Where are they?
There is no shortage of ambitious politicians angling to become the next governor of Illinois. Ten months before the March 2018 Democratic primary, the list of contestants still grows.
Last week, two more jumped into the already-crowded field:State Rep. Scott Drury of Highland Park, and Chicago activist Tio Hardiman, who challengedGov. Pat Quinn in the 2014 primary.
The field also includes Evanston State Sen. Daniel Biss; Bob Daiber, a regional school superintendent from Madison County; two wealthy businessmen, Chris Kennedy and J.B. Pritzker; 47thWard Ald. Ameya Pawar, and Skokie small business owner Alex Paterakis.
They are all eager to thwart Republican Gov. Bruce Rauner’s reelection plans.
Nine candidates, in all. All men. Where are the women?
In Illinois’ nearly 200 years, the governor’s office has been held exclusively by men.

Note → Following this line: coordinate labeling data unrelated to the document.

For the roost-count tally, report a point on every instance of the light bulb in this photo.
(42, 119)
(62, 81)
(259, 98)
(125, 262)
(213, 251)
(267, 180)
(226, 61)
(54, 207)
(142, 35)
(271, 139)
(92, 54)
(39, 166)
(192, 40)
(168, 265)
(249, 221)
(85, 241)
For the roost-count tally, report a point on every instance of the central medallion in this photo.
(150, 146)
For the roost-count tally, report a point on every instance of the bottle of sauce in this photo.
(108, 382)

Sure, women have made political strides in Illinois, occupying nearly every top job, from U.S. senator to attorney general to comptroller. Yet only two — Democrat Dawn Clark Netsch and Republican Judy Baar Topinka — have been nominated for governor by their parties.

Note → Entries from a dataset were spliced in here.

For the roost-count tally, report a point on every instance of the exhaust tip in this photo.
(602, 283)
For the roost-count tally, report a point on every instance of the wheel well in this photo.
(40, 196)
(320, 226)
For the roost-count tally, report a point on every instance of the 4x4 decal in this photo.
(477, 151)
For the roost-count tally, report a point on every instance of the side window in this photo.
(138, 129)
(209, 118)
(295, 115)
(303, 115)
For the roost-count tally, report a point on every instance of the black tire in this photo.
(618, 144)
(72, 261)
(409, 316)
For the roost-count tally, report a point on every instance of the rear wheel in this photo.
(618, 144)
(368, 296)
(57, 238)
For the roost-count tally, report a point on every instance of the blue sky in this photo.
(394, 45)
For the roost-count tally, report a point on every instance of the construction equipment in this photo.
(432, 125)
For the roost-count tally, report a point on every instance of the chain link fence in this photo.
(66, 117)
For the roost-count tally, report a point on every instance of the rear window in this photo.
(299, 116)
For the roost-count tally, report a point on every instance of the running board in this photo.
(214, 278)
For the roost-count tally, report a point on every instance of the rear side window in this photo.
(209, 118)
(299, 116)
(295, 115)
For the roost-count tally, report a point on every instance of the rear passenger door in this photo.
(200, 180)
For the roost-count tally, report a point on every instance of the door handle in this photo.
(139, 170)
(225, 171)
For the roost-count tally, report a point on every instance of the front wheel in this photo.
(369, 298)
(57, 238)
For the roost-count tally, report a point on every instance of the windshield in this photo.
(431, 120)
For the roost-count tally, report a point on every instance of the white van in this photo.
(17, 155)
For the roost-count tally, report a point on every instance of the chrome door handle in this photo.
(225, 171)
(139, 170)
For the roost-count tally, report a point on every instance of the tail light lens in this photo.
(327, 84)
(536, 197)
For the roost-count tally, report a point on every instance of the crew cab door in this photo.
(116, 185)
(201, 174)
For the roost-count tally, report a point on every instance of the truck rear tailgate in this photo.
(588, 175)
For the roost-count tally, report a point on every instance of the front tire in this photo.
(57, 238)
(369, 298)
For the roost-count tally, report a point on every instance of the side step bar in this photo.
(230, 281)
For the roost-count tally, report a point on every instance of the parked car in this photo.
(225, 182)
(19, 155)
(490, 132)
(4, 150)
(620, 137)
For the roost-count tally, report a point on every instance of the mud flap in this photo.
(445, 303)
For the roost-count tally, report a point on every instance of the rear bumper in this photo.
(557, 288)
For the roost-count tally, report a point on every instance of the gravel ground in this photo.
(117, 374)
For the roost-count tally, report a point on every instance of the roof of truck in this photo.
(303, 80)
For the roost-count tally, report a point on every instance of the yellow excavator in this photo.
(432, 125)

And what do we have to show for this rain of men? Since 1973, four Illinois governors have gone to prison. All men.
There has never been a more auspicious time to bring a woman’s touch to Springfield.
Illinois is broken in historic ways, languishing for two years without a budget. When it comes to moral leadership, new ideas or even a modicum of courage, Springfield comes up dry. Meanwhile, the testosterone flows freely, personified in the puerile bickering of Rauner and House Speaker Michael Madigan.
Women politicians make their gentle voices rise above the din. They know how to reason, compromise and listen.
There are plenty of females with the chops for a gubernatorial challenge. Topping the list, alas, is Illinois Attorney General Lisa Madigan. I say, “alas” because her father is Michael Madigan.
Despite, or perhaps because, of his power, Madigan remains one of the most unpopular elected officials in the state. Lisa, one of the most popular. She can’t run as long as he’s in.
Cook County Board President Toni Preckwinkle could knock ‘em all dead, but she has chosen, to the good fortune of her constituents, to run for a third term.
There are many others, including national players from the Obama administration, like former Commerce Secretary Penny Pritzker and White House operative Valerie Jarrett. Experienced legislators such as U.S. Representatives Robin Kelly and Cheri Bustos looked at the race, but demurred.
Perhaps Springfield’s sharky waters have poisoned the rich wells of female leadership. Perhaps they are listening to the nattering pundits who say that to rule Springfield, you must come armed with overpowering clout and a tower of campaign cash. And be a guy.
But women must run, early and often. They should run to win. They should run, like most of the guys in this race, to build statewide name recognition for the future.
Women must run for the state’s highest office to give voice to the issues that matter to them: accessible health care, affordable housing, reproductive choice, workplace equity, education. No offense to the suits, but men never do justice to those issues on the campaign trail.
A woman in 2018. It’s still early, and never too late.